How to find the similarity between users in Twitter ? How to design a good and efficient idea?

ldaneil

I am working on a project about data mining. my company has given me 6 million dummy customer info of twitter. I was assigned to find out the similarity between any two users. can anyone could give me some ideas how to deal with the large community data? Thanks in advance

Problem : I use the tweets & hashtag info(hashtags are those words highlighted by user) as the two criteria to measure the similarity between two different users. Since the large number of users, and especially there may be millions of hastags & tweets of each user. Can anyone tell me a good way to fast calculate the similarity between two users? I have tried to use FT-IDF to calculate the similarity between two different users, but it seems infeasible. can anyone have a very super algorithm or good ideas which could make me fast find all the similarities between users?

For example:
user A's hashtag = {cat, bull, cow, chicken, duck}
user B's hashtag ={cat, chicken, cloth}
user C's hashtag = {lenovo, Hp, Sony}

clearly, C has no relation with A, so it is not necessary to calculate the similarity to waste time, we may filter out all those unrelated user first before calculate the similarity. in fact, more than 90% of the total users are unrelated with a particular user. How to use hashtag as criteria to fast find those potential similar user group of A? is this a good idea? or we just directly calculate the relative similarity between A and all other users? what algorithm would be the fastest and customized algorithm for the problem?

Pete OHanlon

Is your company going to give your salary to anyone here for solving this? It's your job after all, not ours.

*pre-emptive celebratory nipple tassle jiggle* - Sean Ewington

"Mind bleach! Send me mind bleach!" - Nagy Vilmos

CodeStash - Online Snippet Management | My blog | MoXAML PowerToys | Mole 2010 - debugging made easier

ldaneil

No, I am a University student, and I did not get any salary. I am just want to discuss with some coding Pro and those smart guy. I will be very appreciated if someone could give me some ideas. I think the forum is to discuss programming question, we could help each other and enhance our programming skills. I hope those capable coding Pro give me some hints. Thanks.

jschell

You should eliminate trivial words like 'a', 'and', etc. And then research matching algorithms, I would start with the following google string. algorithms for set matching -string

April Fans

Well - you could try find the similarities or "document distance" of and between the Twitter users by matching their tweets against each other - kind of like the way one search for plagiarism, perhaps that might work. You could start by out by searching the tweets of a particular Twitter user - using some sort of application. If I am not mistaken - I believe Twitter does have something like this available - furthermore, comparisons between and of the groups against each other can be carried out, therefore that way we can get a comparison of the similarity or "document distance" of Twitter users.
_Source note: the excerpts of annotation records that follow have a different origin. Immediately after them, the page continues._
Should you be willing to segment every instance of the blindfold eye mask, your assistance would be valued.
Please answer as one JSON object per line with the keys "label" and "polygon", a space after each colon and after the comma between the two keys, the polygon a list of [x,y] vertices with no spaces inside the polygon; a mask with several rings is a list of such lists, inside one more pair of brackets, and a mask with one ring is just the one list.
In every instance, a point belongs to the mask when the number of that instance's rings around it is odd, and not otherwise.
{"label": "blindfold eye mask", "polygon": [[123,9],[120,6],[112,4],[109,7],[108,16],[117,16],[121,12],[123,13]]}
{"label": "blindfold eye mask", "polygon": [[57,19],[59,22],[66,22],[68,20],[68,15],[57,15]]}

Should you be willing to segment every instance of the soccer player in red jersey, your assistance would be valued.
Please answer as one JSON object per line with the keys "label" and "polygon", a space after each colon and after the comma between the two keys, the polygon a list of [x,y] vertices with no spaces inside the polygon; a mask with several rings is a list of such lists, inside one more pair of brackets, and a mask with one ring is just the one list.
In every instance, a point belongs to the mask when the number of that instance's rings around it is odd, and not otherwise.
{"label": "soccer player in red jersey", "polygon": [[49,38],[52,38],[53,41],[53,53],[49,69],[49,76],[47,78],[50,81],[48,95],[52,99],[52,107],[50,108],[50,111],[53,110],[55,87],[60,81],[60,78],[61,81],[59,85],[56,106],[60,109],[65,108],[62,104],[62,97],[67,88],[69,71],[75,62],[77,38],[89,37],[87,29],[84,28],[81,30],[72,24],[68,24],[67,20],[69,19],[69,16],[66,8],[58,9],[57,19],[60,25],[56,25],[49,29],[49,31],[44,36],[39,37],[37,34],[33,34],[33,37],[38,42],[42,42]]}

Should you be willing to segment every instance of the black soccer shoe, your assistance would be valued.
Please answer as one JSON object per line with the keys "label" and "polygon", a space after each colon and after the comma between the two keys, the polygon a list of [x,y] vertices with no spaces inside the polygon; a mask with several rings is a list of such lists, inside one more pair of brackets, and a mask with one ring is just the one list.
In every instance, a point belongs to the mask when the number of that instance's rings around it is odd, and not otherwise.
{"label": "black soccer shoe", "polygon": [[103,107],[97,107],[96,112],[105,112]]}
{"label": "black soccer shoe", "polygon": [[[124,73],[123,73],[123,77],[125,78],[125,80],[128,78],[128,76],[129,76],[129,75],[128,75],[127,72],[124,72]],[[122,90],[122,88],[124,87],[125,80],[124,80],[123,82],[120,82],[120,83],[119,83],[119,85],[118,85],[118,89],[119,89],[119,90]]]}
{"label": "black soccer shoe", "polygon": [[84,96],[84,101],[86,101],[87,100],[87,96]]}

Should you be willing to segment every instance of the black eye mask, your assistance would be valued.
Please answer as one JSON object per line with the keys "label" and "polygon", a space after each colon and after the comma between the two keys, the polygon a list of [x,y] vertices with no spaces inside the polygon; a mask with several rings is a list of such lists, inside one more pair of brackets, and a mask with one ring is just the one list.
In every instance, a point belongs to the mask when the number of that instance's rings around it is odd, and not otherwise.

April Comm100 - Leading Live Chat Software Provider

ldaneil

yes, definitely have to use String and array to process the data. However, I don't know how exactly to do it. The idea is not clear yet. Thanks very much for your reply. ;)

ldaneil

Thanks very much for your suggestion. I will try to do some research about document distance. To process so huge amount of data like this, normal way is definitely infeasible, have to find a good idea on how to implement it. The project's focus is the idea, the coding should be very simple, but if the idea is very lousy, the whole project will become useless. I am very appreciated for your suggestion.

April Fans

You're very welcome! It was what initially popped into my head - though I believe there is probably a stronger and ideal way to carry such a project out with regards to the large amounts of data you will be dealing with. I find your project quite interesting! Best of Luck! With Kind Regards,

April Comm100 - Leading Live Chat Software Provider

Marc Koutzarov

Take a look at the Levenshtein distance